What’s next for Marvel Cinematic Universe now coronavirus outbreak has delayed Black Widow and other summer releases?

  • Black Widow, starring Scarlett Johansson, has been pushed back to November, and Doctor Strange and Captain Marvel sequels, among others, are also delayed
  • Marvel superhero films have interlocking plots, but with delays, Marvel president Kevin Feige’s grand scheme for Phase Four could start to unravel

Right now, even the superheroes are taking cover. The effect of the coronavirus pandemic on Hollywood has been like a bowling ball scattering pins in all directions, as studios have uprooted their big summer tent-pole movies in the face of the unprecedented global health crisis.

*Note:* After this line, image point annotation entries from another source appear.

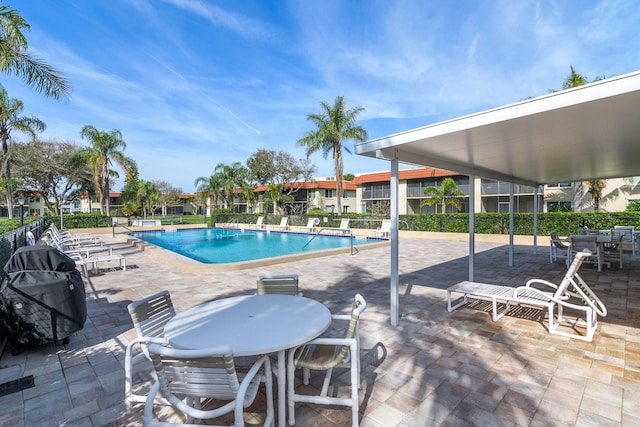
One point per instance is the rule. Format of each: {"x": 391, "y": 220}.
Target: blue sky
{"x": 194, "y": 83}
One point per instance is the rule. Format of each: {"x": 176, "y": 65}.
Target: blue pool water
{"x": 220, "y": 246}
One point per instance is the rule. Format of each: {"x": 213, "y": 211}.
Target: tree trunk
{"x": 337, "y": 156}
{"x": 5, "y": 172}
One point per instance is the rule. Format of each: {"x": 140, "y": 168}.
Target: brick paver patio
{"x": 434, "y": 368}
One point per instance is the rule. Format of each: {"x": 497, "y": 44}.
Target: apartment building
{"x": 370, "y": 193}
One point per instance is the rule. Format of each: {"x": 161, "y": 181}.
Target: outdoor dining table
{"x": 602, "y": 237}
{"x": 252, "y": 325}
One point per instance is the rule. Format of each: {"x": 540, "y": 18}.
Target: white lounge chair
{"x": 93, "y": 260}
{"x": 572, "y": 293}
{"x": 259, "y": 223}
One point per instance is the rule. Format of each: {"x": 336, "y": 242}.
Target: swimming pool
{"x": 221, "y": 246}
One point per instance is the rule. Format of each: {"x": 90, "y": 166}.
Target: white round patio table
{"x": 251, "y": 325}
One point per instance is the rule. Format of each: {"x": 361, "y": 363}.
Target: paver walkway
{"x": 434, "y": 368}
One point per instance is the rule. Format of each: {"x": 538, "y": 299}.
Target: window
{"x": 559, "y": 206}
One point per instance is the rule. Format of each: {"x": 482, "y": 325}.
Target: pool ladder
{"x": 354, "y": 250}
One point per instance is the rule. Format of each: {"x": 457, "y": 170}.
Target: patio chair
{"x": 204, "y": 384}
{"x": 627, "y": 235}
{"x": 325, "y": 354}
{"x": 572, "y": 293}
{"x": 149, "y": 316}
{"x": 588, "y": 242}
{"x": 286, "y": 284}
{"x": 613, "y": 250}
{"x": 558, "y": 248}
{"x": 384, "y": 230}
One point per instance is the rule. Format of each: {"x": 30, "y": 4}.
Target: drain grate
{"x": 17, "y": 385}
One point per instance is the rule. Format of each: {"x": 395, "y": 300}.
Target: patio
{"x": 434, "y": 368}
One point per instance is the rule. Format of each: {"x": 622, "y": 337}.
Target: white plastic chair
{"x": 325, "y": 354}
{"x": 589, "y": 243}
{"x": 195, "y": 381}
{"x": 149, "y": 316}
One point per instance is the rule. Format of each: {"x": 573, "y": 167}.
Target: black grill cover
{"x": 42, "y": 297}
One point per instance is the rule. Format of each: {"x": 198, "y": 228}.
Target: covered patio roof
{"x": 589, "y": 132}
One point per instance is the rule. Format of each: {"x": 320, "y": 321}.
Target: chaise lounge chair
{"x": 259, "y": 223}
{"x": 284, "y": 224}
{"x": 572, "y": 294}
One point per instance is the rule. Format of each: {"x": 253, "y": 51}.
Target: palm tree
{"x": 210, "y": 189}
{"x": 333, "y": 125}
{"x": 275, "y": 196}
{"x": 447, "y": 194}
{"x": 15, "y": 58}
{"x": 11, "y": 120}
{"x": 232, "y": 178}
{"x": 140, "y": 194}
{"x": 106, "y": 147}
{"x": 596, "y": 187}
{"x": 575, "y": 79}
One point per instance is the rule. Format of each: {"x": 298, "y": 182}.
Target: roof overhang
{"x": 589, "y": 132}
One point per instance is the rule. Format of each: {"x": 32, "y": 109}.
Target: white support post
{"x": 535, "y": 220}
{"x": 472, "y": 225}
{"x": 511, "y": 209}
{"x": 395, "y": 316}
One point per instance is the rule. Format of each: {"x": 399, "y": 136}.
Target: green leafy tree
{"x": 274, "y": 196}
{"x": 11, "y": 120}
{"x": 596, "y": 188}
{"x": 210, "y": 190}
{"x": 281, "y": 170}
{"x": 232, "y": 178}
{"x": 333, "y": 125}
{"x": 447, "y": 194}
{"x": 106, "y": 148}
{"x": 16, "y": 59}
{"x": 139, "y": 195}
{"x": 44, "y": 168}
{"x": 167, "y": 195}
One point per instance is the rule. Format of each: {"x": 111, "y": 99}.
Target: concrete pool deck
{"x": 434, "y": 368}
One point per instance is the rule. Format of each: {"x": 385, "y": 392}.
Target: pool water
{"x": 221, "y": 246}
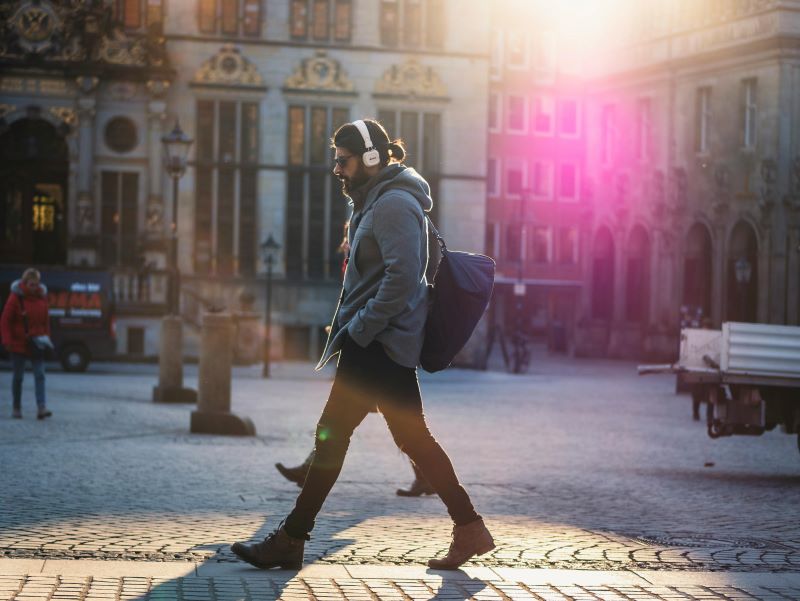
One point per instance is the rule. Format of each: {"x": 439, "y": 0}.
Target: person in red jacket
{"x": 27, "y": 302}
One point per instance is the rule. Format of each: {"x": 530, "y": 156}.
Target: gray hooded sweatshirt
{"x": 385, "y": 293}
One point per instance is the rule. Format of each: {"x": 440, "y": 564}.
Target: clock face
{"x": 35, "y": 24}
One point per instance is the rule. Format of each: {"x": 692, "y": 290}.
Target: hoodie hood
{"x": 398, "y": 177}
{"x": 17, "y": 287}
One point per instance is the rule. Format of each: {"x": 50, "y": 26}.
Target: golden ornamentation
{"x": 65, "y": 114}
{"x": 5, "y": 109}
{"x": 411, "y": 79}
{"x": 228, "y": 68}
{"x": 319, "y": 73}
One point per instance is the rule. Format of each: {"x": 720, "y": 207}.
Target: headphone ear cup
{"x": 371, "y": 158}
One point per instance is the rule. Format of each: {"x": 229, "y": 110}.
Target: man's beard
{"x": 358, "y": 180}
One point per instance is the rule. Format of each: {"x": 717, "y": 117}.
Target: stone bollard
{"x": 170, "y": 365}
{"x": 213, "y": 415}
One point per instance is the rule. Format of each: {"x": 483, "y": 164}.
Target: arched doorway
{"x": 603, "y": 275}
{"x": 33, "y": 191}
{"x": 637, "y": 276}
{"x": 742, "y": 274}
{"x": 697, "y": 273}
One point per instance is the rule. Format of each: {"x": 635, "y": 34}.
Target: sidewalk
{"x": 105, "y": 580}
{"x": 595, "y": 483}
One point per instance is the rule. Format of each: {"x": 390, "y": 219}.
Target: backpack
{"x": 461, "y": 289}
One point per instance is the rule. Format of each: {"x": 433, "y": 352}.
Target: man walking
{"x": 377, "y": 331}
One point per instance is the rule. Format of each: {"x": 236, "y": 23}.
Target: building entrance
{"x": 33, "y": 192}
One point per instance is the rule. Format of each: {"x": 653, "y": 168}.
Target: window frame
{"x": 750, "y": 113}
{"x": 560, "y": 116}
{"x": 508, "y": 113}
{"x": 511, "y": 164}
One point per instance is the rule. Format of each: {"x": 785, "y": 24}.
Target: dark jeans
{"x": 18, "y": 366}
{"x": 367, "y": 378}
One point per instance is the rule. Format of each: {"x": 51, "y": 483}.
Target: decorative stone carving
{"x": 65, "y": 114}
{"x": 85, "y": 213}
{"x": 154, "y": 216}
{"x": 74, "y": 31}
{"x": 319, "y": 73}
{"x": 228, "y": 68}
{"x": 158, "y": 87}
{"x": 411, "y": 80}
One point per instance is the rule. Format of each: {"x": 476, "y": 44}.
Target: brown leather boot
{"x": 468, "y": 540}
{"x": 278, "y": 550}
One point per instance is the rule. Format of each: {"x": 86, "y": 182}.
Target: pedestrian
{"x": 25, "y": 328}
{"x": 377, "y": 331}
{"x": 420, "y": 486}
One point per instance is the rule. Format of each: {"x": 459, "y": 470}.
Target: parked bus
{"x": 82, "y": 322}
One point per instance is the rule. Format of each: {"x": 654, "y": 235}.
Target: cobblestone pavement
{"x": 576, "y": 465}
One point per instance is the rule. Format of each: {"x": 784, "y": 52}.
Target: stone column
{"x": 213, "y": 414}
{"x": 86, "y": 214}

First it was James Bond, with No Time to Die moving from its April opening to November 2020, swiftly followed by A Quiet Place II and Fast & the Furious 9. It was only a matter of time before Disney took stock of its releases, shifting Niki Caro’s live-action Mulan away from its March global roll-out and – finally – pulling Black Widow from its May 1 berth.

It will doubtless come as a huge disappointment to followers of the Marvel Cinematic Universe (MCU), not least because Scarlett Johnasson’s very own Avenger – the ultra-limber Russian spy Natasha Romanoff – has long been denied her own solo outing.

This week Disney relocated Black Widow to a November 6, 2020 release date, meaning it will arrive in cinemas just a week before Daniel Craig’s final Bond outing. It marks the longest gap between MCU movies since the very early days, when 2008’s The Incredible Hulk – a rare misfire in the canon, with Edward Norton as the rage-filled loner – was followed by Iron Man 2 almost two years later.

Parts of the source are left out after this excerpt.